Tuesday, April 27, 2010

2010 Toronto's One Book - Austin Clarke's Novel More

OK, April is poetry month and I have been writing about poetry all month and you are probably quite ready for something different.  I have been remiss - there is more to April than poetry month.  In Toronto we also have in April the annual Keep Toronto Reading event organized by the Toronto Public Library.

All month there have been events promoting reading held at the local library branches.  There have been book discussions, storytelling tours, exhibits and performances to promote reading in this city.  The biggest part of the Toronto Reads Month is the Toronto One Book and everybody is reading the One Book.  This year the winning book that all of Toronto is reading is Austin Clarke's novel titled More.

From the Toronto Library Website:

A haunting tale of hope and redemption

Although she has been in Toronto for 30 years, former Barbadian Idora Morrison – the central figure in More - is in crisis, in a dream-like state for four days in her basement apartment.
Abandoned by "that man" Bertram, her former husband; sick with worry over her missing teenage son, BJ; but supported (if conflicted) by her two churches, the West Indian community and her white friend, Josephine, Idora struggles.
Austin Clarke’s capable and evocative writing draws one easily into Idora’s world, a world of complicated race relations, contradictory emotions and mixed messages.

There are a lot of resources available to supplement the novel and bring it to life and you can go here to check those things out.  From looking through the material, which includes a map of the places in Toronto that Idora frequents and a digital excerpt with audio of actor Trey Anthony reading from the novel, it looks like a good read.   I heard Austin Clarke read a passage from his novel on CBC Radio one morning and that was enough to convince me I needed to read it.

For those of you who don't know him, Austin Clarke is a well known Toronto Novelist, Essayist and Freelance Journalist with the CBC.   From Wiki:
In 1998, he was made a Member of the Order of Canada. He won the Giller Prize for The Polished Hoe in 2002, as well as the Commonwealth Writers Prize in 2003.

Sadly, I am behind on my reading but intend on getting caught up on this one and have it on my must read list.

The thing that I enjoy the most about the Toronto Reads is one selection criteria which is that the City of Toronto is the setting for the chosen book.  Of course, one always has a soft spot for one's own home town.  It is so nice to recognize all the places mentioned a novel. That does make it extra special.
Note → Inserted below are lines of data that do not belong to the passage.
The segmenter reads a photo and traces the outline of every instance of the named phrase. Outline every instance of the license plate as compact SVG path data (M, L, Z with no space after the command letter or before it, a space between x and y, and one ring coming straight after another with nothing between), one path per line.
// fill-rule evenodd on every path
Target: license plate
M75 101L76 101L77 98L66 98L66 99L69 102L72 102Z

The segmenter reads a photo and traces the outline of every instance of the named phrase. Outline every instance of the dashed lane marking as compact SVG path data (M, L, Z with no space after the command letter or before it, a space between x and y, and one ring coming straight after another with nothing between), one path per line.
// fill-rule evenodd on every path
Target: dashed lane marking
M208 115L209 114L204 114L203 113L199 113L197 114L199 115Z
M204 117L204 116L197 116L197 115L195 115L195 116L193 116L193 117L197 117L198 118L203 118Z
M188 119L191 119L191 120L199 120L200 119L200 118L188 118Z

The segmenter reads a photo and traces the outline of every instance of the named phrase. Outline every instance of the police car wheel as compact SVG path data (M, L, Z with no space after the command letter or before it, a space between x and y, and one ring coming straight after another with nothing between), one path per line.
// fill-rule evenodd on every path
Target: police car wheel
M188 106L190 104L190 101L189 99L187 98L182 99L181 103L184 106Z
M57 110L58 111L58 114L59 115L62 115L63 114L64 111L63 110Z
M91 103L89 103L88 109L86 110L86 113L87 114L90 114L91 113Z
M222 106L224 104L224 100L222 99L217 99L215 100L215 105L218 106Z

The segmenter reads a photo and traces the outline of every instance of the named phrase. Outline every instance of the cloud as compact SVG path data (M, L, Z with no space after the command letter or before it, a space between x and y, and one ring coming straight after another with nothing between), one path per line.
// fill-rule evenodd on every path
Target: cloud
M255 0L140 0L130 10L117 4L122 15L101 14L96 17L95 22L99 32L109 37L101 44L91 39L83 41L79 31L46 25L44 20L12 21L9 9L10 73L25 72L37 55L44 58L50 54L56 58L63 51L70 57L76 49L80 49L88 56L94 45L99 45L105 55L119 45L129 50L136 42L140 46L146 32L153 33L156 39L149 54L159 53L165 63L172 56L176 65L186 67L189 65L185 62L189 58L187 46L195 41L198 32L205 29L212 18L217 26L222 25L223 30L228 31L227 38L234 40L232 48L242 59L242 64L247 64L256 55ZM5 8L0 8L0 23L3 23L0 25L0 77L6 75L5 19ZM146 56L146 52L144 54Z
I somehow missed the Toronto Reads book last year (hmm another book for my must read list), but did read the 2008 novel and enjoyed it immensely. 

Here is where I wrote about the Toronto Reads 2008 Book Winner.   That year the chosen book was Consolation by Michael Redhill.  A highly recommended read - whether you are from Toronto or not.

I found this You Tube Video regarding the 2009 Winner. The interesting thing about the 2009 Winner is that it was a book of poetry. 

2009 Toronto One Book Winner
Loyalty Management by Glen Downie

I have on my to blog about list  (I do seem to have an awful lot of lists, eh?)  the 2010 Canada Reads CBC Competition.  This year's winner, Nikolski, by Nicolas Dickner, is on my book pile ready to tuck into.  Come to think about it there are far too many books on my ready to tuck into pile.  I need to find some time to put my feet up and read.  But isn't that what summer is for  - sitting on your balcony or patio and reading?  Bring on Summer!

1 comment:

  1. I'm currently reading a book called "Hawaiian Sunrise" by Lauraine Snelling. I would put this book in the romance genre. I enjoy reading romance novels but am finding this book quite interesting, as it takes place in Hawaii near where we will be visiting his brother and our sister-in-law next month.